Flat shoulder screws + washers +second- larger in diameter -washers +thread lock compound + enough torque + extra thin layer of thermal paste = Best COB assembly possible & best heat transfer from COBs' case to the heat sink,without risking damaging the COB.

Cheers.
:peace:
When applying the thermal compound do you spread the thinnest layer possible over the entire surface of the cob then install or use a different method. Seen many different methods used for CPU's but what is best for our application?
 

stardustsailor

Well-Known Member
When applying the thermal compound do you spread the thinnest layer possible over the entire surface of the cob then install or use a different method.
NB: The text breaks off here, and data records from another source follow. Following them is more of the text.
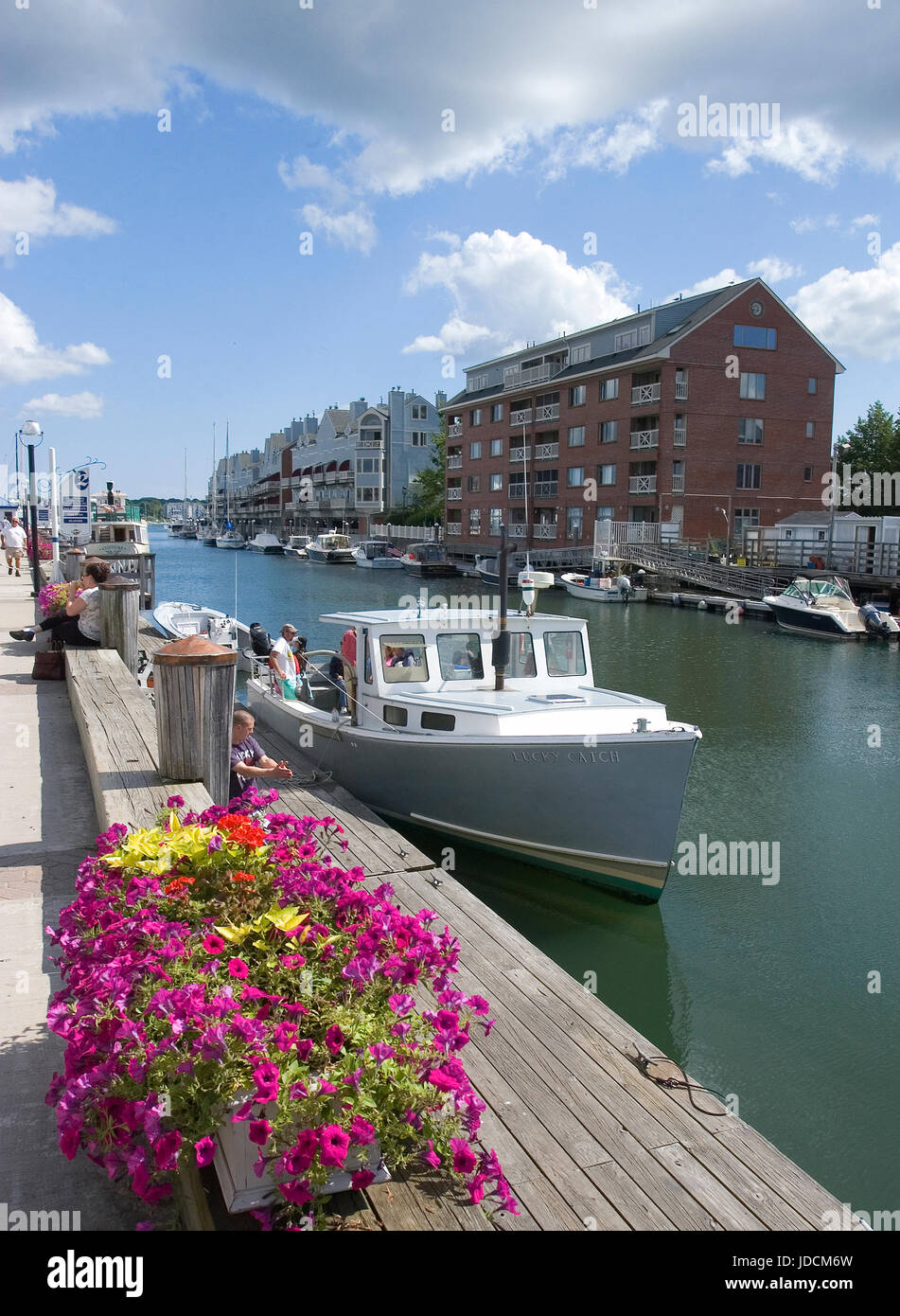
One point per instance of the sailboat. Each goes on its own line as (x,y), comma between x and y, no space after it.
(228,537)
(209,532)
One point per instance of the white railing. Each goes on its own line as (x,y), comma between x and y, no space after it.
(643,485)
(644,438)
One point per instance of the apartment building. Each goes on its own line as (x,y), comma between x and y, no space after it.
(712,411)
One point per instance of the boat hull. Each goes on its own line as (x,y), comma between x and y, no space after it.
(438,783)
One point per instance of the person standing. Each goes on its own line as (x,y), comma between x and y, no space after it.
(13,543)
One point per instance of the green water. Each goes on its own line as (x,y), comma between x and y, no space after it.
(759,991)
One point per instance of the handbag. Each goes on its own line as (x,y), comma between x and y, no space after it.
(49,667)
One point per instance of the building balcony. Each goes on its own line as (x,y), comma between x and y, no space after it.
(643,485)
(644,438)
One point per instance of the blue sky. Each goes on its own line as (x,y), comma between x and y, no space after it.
(427,243)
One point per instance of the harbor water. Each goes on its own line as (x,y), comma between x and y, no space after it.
(779,988)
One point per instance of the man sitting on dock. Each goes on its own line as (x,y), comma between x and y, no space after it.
(248,756)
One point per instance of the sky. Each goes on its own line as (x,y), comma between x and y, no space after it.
(221,212)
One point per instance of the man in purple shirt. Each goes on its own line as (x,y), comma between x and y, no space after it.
(248,758)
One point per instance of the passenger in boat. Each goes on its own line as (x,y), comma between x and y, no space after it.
(79,625)
(248,756)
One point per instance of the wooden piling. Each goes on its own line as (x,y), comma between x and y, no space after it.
(118,617)
(194,690)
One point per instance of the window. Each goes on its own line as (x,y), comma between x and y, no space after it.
(565,653)
(459,655)
(752,385)
(403,658)
(754,336)
(749,432)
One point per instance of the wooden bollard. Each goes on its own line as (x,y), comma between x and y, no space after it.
(194,691)
(120,599)
(74,563)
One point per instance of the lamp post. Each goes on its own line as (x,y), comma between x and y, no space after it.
(838,449)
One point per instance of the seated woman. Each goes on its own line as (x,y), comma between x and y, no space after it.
(79,625)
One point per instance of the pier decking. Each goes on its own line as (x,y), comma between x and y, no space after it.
(587,1141)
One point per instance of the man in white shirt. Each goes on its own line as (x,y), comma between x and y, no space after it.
(13,543)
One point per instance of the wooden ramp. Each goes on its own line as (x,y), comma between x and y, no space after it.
(586,1139)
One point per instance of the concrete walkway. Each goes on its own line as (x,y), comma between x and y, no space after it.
(46,827)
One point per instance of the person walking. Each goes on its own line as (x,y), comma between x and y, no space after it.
(13,543)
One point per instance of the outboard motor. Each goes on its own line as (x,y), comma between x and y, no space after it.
(260,641)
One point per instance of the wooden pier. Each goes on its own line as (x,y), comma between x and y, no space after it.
(587,1140)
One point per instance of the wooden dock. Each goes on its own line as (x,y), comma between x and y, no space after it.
(587,1140)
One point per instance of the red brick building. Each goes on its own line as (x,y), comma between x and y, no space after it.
(710,411)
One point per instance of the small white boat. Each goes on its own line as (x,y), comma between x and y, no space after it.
(379,554)
(296,546)
(330,547)
(181,620)
(266,542)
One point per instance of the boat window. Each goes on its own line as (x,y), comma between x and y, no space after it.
(565,653)
(403,658)
(438,721)
(459,655)
(521,654)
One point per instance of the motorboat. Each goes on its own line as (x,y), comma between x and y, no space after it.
(428,560)
(179,620)
(329,547)
(266,542)
(296,546)
(822,606)
(550,769)
(379,554)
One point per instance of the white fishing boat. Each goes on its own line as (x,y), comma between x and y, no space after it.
(179,620)
(535,762)
(266,542)
(330,547)
(378,554)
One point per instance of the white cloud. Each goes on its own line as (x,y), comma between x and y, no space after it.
(30,206)
(351,229)
(856,311)
(509,289)
(84,405)
(24,357)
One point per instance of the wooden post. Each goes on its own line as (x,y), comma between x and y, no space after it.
(194,691)
(74,563)
(120,600)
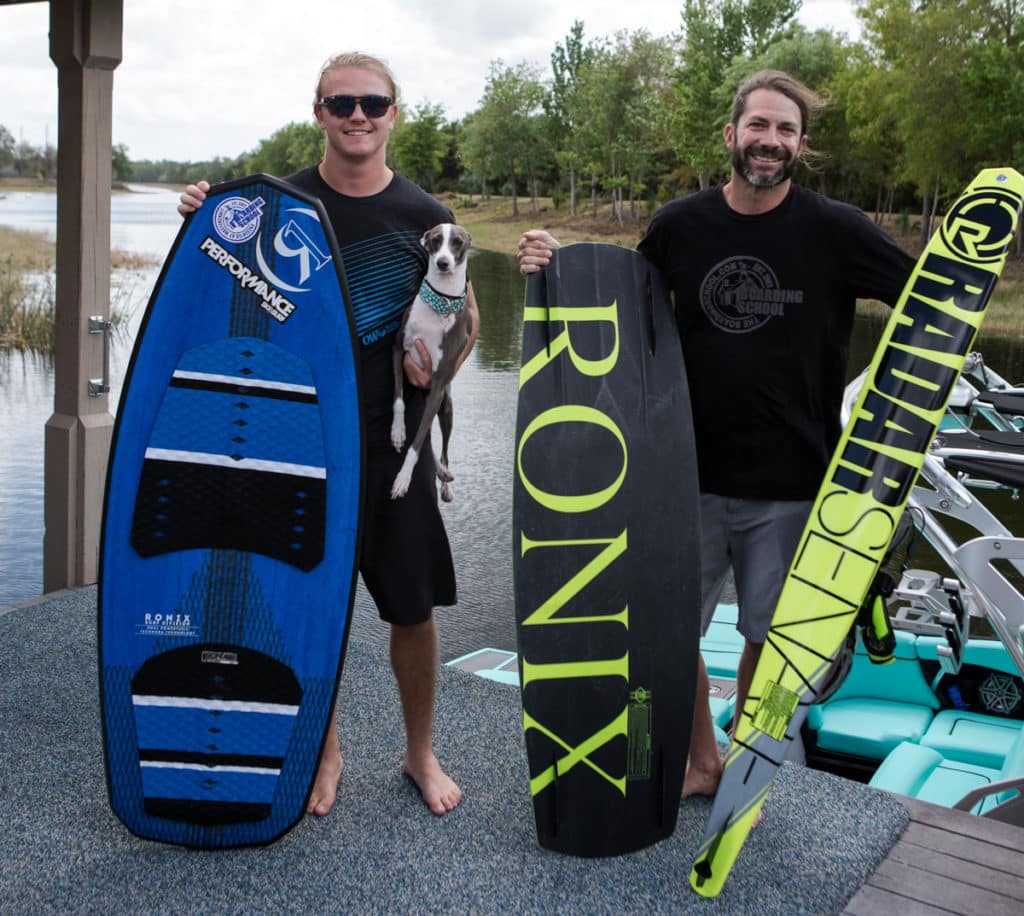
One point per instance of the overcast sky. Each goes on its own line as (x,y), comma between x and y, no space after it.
(207,78)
Seen many different methods used for CPU's but what is best for our application?
-You will need piece of an old (expired of course ) credit card ...
-....or -better yet- an old-fashioned razor ..(be careful though, with that kind of " tool " ...)
filepicker_dx88U9QfSSqEqRH1MKzA_razorblade.jpg

-Apply several small to tiny blobs of paste all over the thermal pad of the COB .
- Spread the blobs with the piece of the credit card / razor .
-Spread into all directions until a super thin layer is achieved ,covering the whole surface of the thermal pad.
- Use the piece of card /razor to collect any excessive paste and discard it .
( "Shave off " the excess paste )
-Place the COB onto the heat sink .
-Fasten the screws.
-You're done .

Cheers.
 

CanadianONE

Well-Known Member
-You will need piece of an old (expired of course ) credit card ...
-....or -better yet- an old-fashioned razor ..(be careful though, with that kind of " tool " ...)
View attachment 3474805

-Apply several small to tiny blobs of paste all over the thermal pad of the COB .
- Spread the blobs with the piece of the credit card / razor .
-Spread into all directions until a super thin layer is achieved ,covering the whole surface of the thermal pad.
- Use the piece of card /razor to collect any excessive paste and discard it .
( "Shave off " the excess paste )
-Place the COB onto the heat sink .
-Fasten the screws.
-You're done .

Cheers.
Thank you for the great explanation. Now to wait to get some cob holders. I initially was going to use the kapton tape method but it will look much better with holders in the end and also put my mind at ease a little. Don't want to always worry about a COB falling off heat sink.